Paulo Portas defende que Espanha "perdeu a batalha da comunicação" no dia do referendo sobre a independência da Catalunha, embora tivesse a "legalidade do seu lado", mas essa foi a única crítica que apontou ao Governo de Mariano Rajoy. De resto, eligiou o "extraordinário" discurso do rei Filipe VI e a bateria de críticas foi dirigida aos independentistas. Há dois cenários, para o comentador da TVI, antigo vice-primeiro-ministro e líder do CDS-PP, expressos no seu espaço no Jornal das 8 da TVI.

A prmeira hipótese é que "os nacionalistas quebrem e que uma parte deles dê passo atrás ou ao lado". É disso que Portas pensa que Rajoy está à espera. "Há sinais de que isso pode acontecer, porque o nacionalismo tem uma frente onde está o grande partido da burguesia catalã, que é independentista, mas não quer disparates económicos e dá sinais que não quer declaração de independência já".

A 2ª hipótese é uma coisa terrível - esta gente é muito obstinada, porventura acham que têm de fazer um passo mais em frente: dizem que têm mandato para declarar independência, mas segundo contas da própria Generalitat foram votar 42%. É suficiente para separar? Mas se houver declaração : provavelmente haverá um juiz que manderá prender o presidente da Generalitat, a consequência do chamado crime da sedição.

Impacto para Portugal

Se houver declaração de independência, isso "não é bom, com certeza", para Portugal.
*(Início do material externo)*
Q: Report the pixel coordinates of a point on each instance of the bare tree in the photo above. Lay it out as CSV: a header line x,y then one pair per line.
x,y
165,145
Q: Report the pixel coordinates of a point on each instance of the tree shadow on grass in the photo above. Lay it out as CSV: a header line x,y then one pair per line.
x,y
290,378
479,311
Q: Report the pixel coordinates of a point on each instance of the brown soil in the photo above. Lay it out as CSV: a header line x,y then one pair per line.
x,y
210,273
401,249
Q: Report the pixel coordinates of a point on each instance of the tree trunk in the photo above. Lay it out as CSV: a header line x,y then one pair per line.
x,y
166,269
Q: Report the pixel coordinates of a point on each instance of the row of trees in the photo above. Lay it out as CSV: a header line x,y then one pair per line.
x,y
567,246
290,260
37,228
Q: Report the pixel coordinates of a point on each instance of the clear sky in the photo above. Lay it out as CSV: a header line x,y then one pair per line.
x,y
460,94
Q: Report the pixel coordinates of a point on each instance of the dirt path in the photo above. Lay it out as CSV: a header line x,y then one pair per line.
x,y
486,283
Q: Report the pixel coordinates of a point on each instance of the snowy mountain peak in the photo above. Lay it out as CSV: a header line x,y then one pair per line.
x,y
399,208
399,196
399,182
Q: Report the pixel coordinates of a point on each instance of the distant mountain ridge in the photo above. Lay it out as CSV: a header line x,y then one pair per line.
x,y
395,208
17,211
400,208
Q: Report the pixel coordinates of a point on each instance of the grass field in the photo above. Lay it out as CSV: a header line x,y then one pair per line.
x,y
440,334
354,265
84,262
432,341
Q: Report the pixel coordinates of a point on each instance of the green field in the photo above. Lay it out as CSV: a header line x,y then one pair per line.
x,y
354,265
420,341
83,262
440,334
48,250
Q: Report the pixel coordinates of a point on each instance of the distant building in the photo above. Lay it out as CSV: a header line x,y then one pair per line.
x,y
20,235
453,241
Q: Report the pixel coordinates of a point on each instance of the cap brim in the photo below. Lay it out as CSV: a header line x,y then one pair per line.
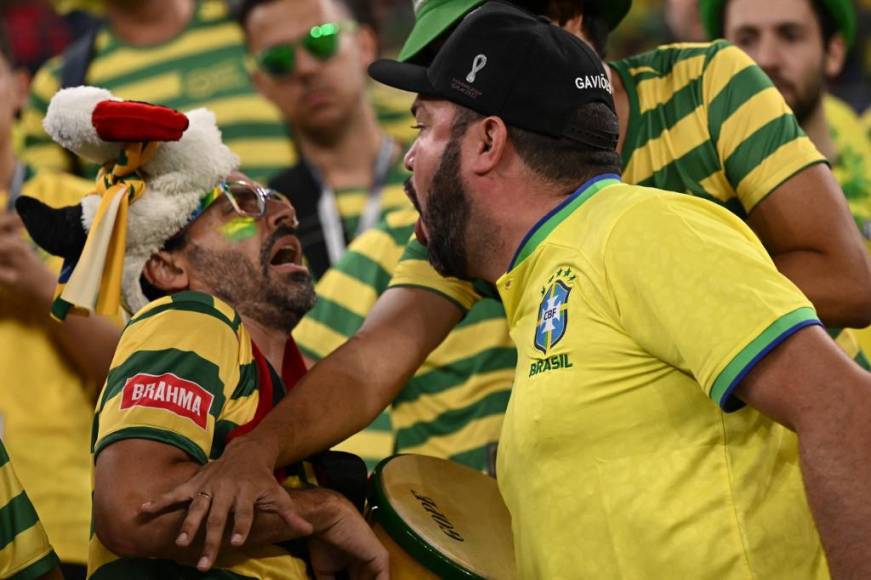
x,y
433,20
402,75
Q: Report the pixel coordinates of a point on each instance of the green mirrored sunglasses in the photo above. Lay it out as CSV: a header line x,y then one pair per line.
x,y
322,42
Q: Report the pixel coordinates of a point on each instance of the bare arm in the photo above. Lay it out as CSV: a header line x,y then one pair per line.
x,y
88,342
342,394
810,386
806,227
120,488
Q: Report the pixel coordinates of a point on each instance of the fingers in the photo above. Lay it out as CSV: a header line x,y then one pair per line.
x,y
215,524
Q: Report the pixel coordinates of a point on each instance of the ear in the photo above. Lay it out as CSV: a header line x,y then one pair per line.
x,y
167,272
367,41
489,138
835,55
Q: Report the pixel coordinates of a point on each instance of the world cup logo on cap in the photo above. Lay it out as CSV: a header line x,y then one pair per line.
x,y
477,64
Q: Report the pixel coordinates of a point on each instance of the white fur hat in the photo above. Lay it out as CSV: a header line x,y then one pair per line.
x,y
178,175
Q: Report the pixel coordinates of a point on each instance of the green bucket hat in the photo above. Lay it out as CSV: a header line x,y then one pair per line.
x,y
433,17
711,12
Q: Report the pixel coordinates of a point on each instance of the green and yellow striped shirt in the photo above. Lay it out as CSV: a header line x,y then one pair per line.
x,y
453,405
184,374
704,120
24,549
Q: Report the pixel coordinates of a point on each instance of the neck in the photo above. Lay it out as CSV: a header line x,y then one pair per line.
x,y
508,223
270,341
145,23
621,104
817,128
7,163
346,157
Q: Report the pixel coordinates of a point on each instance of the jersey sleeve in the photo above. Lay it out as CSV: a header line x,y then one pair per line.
x,y
758,139
350,288
175,367
415,271
24,548
40,152
694,287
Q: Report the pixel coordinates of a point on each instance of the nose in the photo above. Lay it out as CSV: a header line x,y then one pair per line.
x,y
280,213
305,64
408,160
767,53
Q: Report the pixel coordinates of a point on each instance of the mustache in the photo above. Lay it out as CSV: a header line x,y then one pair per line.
x,y
411,192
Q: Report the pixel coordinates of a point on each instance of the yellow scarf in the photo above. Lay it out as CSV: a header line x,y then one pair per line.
x,y
93,283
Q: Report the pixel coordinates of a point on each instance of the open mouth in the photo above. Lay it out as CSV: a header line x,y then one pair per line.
x,y
286,252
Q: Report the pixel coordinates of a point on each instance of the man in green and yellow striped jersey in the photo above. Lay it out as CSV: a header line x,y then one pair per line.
x,y
25,553
700,119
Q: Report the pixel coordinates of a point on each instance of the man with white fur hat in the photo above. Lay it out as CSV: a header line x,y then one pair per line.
x,y
173,222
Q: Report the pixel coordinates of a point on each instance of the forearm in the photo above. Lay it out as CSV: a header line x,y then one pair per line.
x,y
837,290
837,474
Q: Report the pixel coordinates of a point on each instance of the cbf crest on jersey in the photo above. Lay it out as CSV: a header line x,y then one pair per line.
x,y
553,315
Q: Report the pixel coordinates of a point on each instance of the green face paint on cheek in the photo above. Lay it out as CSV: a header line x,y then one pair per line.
x,y
239,228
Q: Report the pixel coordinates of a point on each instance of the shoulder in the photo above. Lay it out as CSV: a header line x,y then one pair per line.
x,y
189,311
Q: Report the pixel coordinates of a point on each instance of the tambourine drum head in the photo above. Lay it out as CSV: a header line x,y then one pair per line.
x,y
448,520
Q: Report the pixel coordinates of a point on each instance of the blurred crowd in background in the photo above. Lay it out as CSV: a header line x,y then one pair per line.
x,y
40,29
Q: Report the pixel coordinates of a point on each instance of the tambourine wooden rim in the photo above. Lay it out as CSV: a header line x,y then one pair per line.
x,y
407,538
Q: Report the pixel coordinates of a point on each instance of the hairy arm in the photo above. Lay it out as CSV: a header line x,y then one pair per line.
x,y
339,396
810,386
805,225
120,488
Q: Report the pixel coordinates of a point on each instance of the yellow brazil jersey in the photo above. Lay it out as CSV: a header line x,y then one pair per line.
x,y
184,374
45,404
25,553
703,120
635,312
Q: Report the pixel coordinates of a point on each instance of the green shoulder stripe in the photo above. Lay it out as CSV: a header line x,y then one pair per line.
x,y
762,143
363,268
16,516
741,87
734,372
191,302
458,372
38,569
153,434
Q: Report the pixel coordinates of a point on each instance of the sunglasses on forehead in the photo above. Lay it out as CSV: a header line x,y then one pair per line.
x,y
322,42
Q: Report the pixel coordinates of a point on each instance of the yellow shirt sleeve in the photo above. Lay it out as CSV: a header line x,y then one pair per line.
x,y
415,271
175,367
695,288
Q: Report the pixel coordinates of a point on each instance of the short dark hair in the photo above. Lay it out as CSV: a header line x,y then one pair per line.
x,y
361,11
826,20
559,160
594,25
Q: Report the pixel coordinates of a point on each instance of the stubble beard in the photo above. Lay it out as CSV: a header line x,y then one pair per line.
x,y
274,301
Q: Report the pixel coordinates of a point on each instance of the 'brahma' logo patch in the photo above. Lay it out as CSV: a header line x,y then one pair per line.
x,y
169,392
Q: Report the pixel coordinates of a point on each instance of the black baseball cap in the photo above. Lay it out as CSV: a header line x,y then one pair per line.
x,y
504,61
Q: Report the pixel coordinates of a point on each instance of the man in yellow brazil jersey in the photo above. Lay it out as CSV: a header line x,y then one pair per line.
x,y
644,322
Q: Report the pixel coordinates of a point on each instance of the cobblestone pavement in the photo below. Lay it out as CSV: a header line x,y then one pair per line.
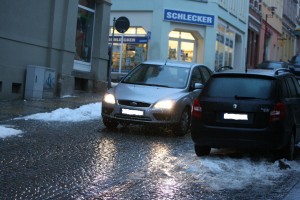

Portas resumiu os seus receios em poucas frases.

A decomposição de Espanha, ou o desmembramento, sabe-se onde é que começa, não se sabe onde é que termina. Se a Catalunha não se fosse embora, não seria a última. Temos o País Basco. Iriam fazer reorganizações peninsulares e isso não é bom para Portugal".

Ainda assim, fica aliviado pela "boa decisão" de os portugueses não terem querido avançar com a regionalização. 

O erro do Governo de Madrid

Uma coisa é certa, para o político: "Está à vista que existem duas Catalunhas praticamente da mesma dimensão, o que revela que isto é um problema político. Não é judical, nem policial. É político a uma questão muito séria". 

O problema é que o Governo espanhol quis lidar com o problema por essas duas vias "e porventura esqueceu-se que vivemos numa era de informação global e instantânea e é evidente que as imagens dos polícias a etirarem as urnas, admoestarem eleitores, a encerrarem colégios eleitorais, se as pessoas não tiverem mais informação, são chocantes".

Espanha perdeu a batalha da comunicação, mesmo que tivesse, como tinha, a legalidade do seu lado."

O "extraordinário" discurso do rei 

Já o discurso do rei Filipe VI de Espanha, esse sim, foi "extraordinário", nas palavras de Paulo Portas, que deu nota de que foi o mais visto da monarquia desde sempre.

Não foi hesitante, não foi ambíguo, disse que o que estava em causa é a unidade de Espanha, que a Generalitat estava a fazer chantagem sobre Espanha e pôs-se do lado - e este ponto é muito importante - da quase metade de catalães que não é independentista".

Portas lembrou que a Catalunha é região mais rica de Espanha. Entende que os nacionalistas não perceberam que se a Catalunha sair de Espanha e da União Europeia, "os bancos deixam de estar sob a proteção do BCE e os depositantes deixam de ter proteção do fundo de garantia de depósitos". "São coisas muito sérias".